A caching library written in Golang
. This library uses cost based eviction strategy, where cost function for each entry will be provided by library user.
To use the cache library, one needs to download it and import in the project. See, below code snippet for using the library:-
package main
import (
"megacache"
"fmt"
)
func main() {
var cache megacache.Cache
// Initialize the cache
// First input field is capacity = maximum number of entries
// Second input field is buckets = number of buckets (buckets are described below)
cache.Init(3, 1)
// Adding <key, value> in cache
err := cache.Add([]byte("key"), []byte("value"), &costFunction)
if err != nil {
fmt.Println(err)
}
}
// A cost function which return cost = length of key + length of value
var costFunction = func(data megacache.Data) (int) {
return len(data.GetKey())+len(data.GetValue())
}
This module contains cache library.
-
Add(key, value, *costFunction) : This function will add <key, value> pair in the cache along with a cost function pointer for this entry. If the cache will be full then it will evict minimum Cost entry from the cache before adding the entry. In the input of this function key, value are slice of bytes and costFunction is the pointer to user defined cost function. It returns error if there is any otherwise nil.
-
Get(key) : This function will be used to read a key from cache. In the input of this function key is a slice of bytes. It returns two values of type megacache.Data and error. error will be nil if there is not any error.
-
Evict(key) : This function will be used to remove a key from cache. In the input of this function key is a slice of bytes. It returns error. error will be nil if there is not any error.
-
Update(key, value) : This function will update the value for a given key if the key exist in the cache. In the input of this function key, value are slice of bytes. It returns error. error will be nil if there is not any error.
As the library may receive many requests concurrently. So, we need to provide concurrent access to our cache. To enable the concurrent access to cache we can use sync.RWMutex
in the methods of our cache. But, It will block the whole cache when a goroutine will be modifying the cache and cache performance will be very poor.

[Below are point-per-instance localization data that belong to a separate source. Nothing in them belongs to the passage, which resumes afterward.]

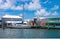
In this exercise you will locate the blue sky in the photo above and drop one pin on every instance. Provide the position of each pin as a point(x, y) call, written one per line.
point(32, 8)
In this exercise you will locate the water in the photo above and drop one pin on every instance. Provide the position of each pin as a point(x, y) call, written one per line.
point(29, 33)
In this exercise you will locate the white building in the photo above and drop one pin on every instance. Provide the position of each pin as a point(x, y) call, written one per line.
point(11, 20)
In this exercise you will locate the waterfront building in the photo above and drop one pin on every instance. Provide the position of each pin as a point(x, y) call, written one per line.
point(11, 20)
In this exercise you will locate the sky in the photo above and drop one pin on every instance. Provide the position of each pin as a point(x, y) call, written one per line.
point(32, 8)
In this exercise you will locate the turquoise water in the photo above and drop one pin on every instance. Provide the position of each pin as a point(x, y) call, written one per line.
point(29, 33)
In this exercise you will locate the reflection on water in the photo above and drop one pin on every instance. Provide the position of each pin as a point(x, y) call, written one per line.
point(29, 33)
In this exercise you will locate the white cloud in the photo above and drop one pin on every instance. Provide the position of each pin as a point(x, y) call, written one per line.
point(46, 2)
point(42, 12)
point(55, 7)
point(1, 1)
point(55, 13)
point(9, 4)
point(17, 7)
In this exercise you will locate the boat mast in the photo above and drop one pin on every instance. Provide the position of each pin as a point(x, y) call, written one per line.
point(23, 12)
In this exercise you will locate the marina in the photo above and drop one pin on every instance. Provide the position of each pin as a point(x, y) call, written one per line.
point(29, 33)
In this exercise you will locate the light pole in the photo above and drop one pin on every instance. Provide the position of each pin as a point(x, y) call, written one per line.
point(23, 8)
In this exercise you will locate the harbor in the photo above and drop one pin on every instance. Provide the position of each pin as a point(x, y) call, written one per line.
point(9, 21)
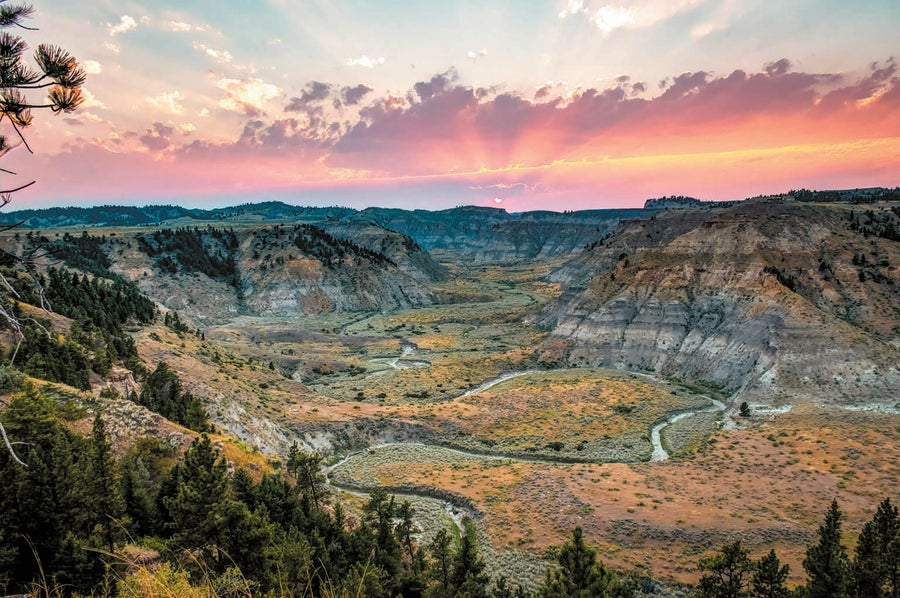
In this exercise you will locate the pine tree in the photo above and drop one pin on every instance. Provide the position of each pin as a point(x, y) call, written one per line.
point(875, 563)
point(826, 561)
point(201, 489)
point(580, 574)
point(728, 572)
point(769, 578)
point(104, 502)
point(467, 575)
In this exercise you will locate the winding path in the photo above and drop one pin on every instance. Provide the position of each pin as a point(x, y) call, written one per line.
point(491, 382)
point(659, 453)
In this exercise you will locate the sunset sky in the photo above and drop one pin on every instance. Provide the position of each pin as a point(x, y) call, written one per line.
point(521, 104)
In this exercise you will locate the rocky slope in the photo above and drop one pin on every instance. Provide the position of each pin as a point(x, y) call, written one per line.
point(763, 298)
point(491, 235)
point(215, 273)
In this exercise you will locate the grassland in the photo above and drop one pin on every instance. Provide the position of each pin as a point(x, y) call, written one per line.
point(352, 383)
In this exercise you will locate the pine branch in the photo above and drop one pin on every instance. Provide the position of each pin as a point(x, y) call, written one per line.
point(9, 446)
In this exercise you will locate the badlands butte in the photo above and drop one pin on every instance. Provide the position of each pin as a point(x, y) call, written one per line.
point(669, 378)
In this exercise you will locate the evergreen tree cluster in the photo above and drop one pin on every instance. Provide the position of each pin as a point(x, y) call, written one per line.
point(84, 252)
point(60, 511)
point(163, 393)
point(49, 356)
point(96, 340)
point(856, 196)
point(874, 572)
point(331, 251)
point(210, 251)
point(67, 514)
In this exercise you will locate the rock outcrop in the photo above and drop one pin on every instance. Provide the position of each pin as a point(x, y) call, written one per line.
point(765, 299)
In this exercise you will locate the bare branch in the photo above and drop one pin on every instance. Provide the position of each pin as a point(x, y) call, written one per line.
point(18, 188)
point(22, 137)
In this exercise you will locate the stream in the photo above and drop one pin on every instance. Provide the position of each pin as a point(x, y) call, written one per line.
point(659, 453)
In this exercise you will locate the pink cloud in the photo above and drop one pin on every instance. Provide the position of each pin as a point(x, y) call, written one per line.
point(704, 134)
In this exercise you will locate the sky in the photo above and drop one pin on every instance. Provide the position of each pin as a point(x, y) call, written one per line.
point(519, 104)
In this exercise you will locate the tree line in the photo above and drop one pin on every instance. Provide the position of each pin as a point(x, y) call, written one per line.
point(872, 572)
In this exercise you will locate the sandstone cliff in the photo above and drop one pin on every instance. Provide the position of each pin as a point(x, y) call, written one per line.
point(768, 299)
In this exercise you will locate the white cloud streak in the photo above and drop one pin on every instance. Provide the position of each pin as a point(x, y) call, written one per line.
point(365, 62)
point(170, 102)
point(126, 23)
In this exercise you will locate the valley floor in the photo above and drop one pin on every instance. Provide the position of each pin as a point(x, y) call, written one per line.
point(471, 411)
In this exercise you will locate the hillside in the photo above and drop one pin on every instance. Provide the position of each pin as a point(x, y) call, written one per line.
point(776, 300)
point(209, 273)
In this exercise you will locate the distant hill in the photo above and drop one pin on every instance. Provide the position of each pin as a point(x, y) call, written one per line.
point(770, 298)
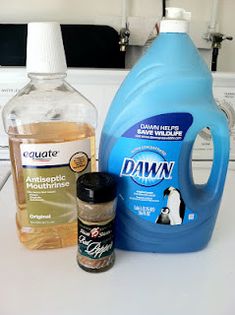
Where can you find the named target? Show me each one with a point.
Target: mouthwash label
(95, 241)
(50, 172)
(147, 158)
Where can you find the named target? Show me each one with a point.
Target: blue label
(146, 160)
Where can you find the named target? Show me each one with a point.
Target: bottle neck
(49, 80)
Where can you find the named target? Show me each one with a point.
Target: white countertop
(50, 282)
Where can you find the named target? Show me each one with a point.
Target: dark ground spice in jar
(96, 194)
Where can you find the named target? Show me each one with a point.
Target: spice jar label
(95, 241)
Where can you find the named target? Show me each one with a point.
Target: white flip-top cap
(45, 50)
(176, 21)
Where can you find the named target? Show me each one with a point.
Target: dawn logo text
(147, 168)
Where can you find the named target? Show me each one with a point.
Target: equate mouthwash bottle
(51, 130)
(147, 142)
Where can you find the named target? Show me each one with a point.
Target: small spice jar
(96, 194)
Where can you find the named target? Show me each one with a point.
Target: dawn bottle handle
(199, 196)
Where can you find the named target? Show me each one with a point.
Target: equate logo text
(40, 155)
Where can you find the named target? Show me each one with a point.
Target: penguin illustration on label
(173, 213)
(176, 204)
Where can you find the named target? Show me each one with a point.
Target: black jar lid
(96, 187)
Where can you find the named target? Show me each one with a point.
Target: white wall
(85, 11)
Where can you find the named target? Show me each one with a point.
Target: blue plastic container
(147, 141)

To overcome this issue we have divided our cache in multiple buckets
. Now, each go routine will use the sync.RWMutex
only on the bucket it is modifying. This way whole cache will not be locked and concurrently multiple go routines will be able to access the cache faster. However, one bucket can only be modified by one go routine at a time.
The bucket of a key
is decided by generating 64-bit hash of the key and taking modulo
with maximum number of buckets in the cache. For generating 64-bit hash, hash/fnv
library has been used.
We are using a user defined cost function for calculating the cost of each entry. User need to provide cost function at the time of adding entry to cache, the cost of the that key will be calculated using that cost function only. Cost function has the signature func(data *megacache.Data) (int). The cost of an entry can change at time of update or get operations also. So we need to re-balance costs after each operation. Also, For cost based eviction from cache we need to get the entry with minimum cost for evicting.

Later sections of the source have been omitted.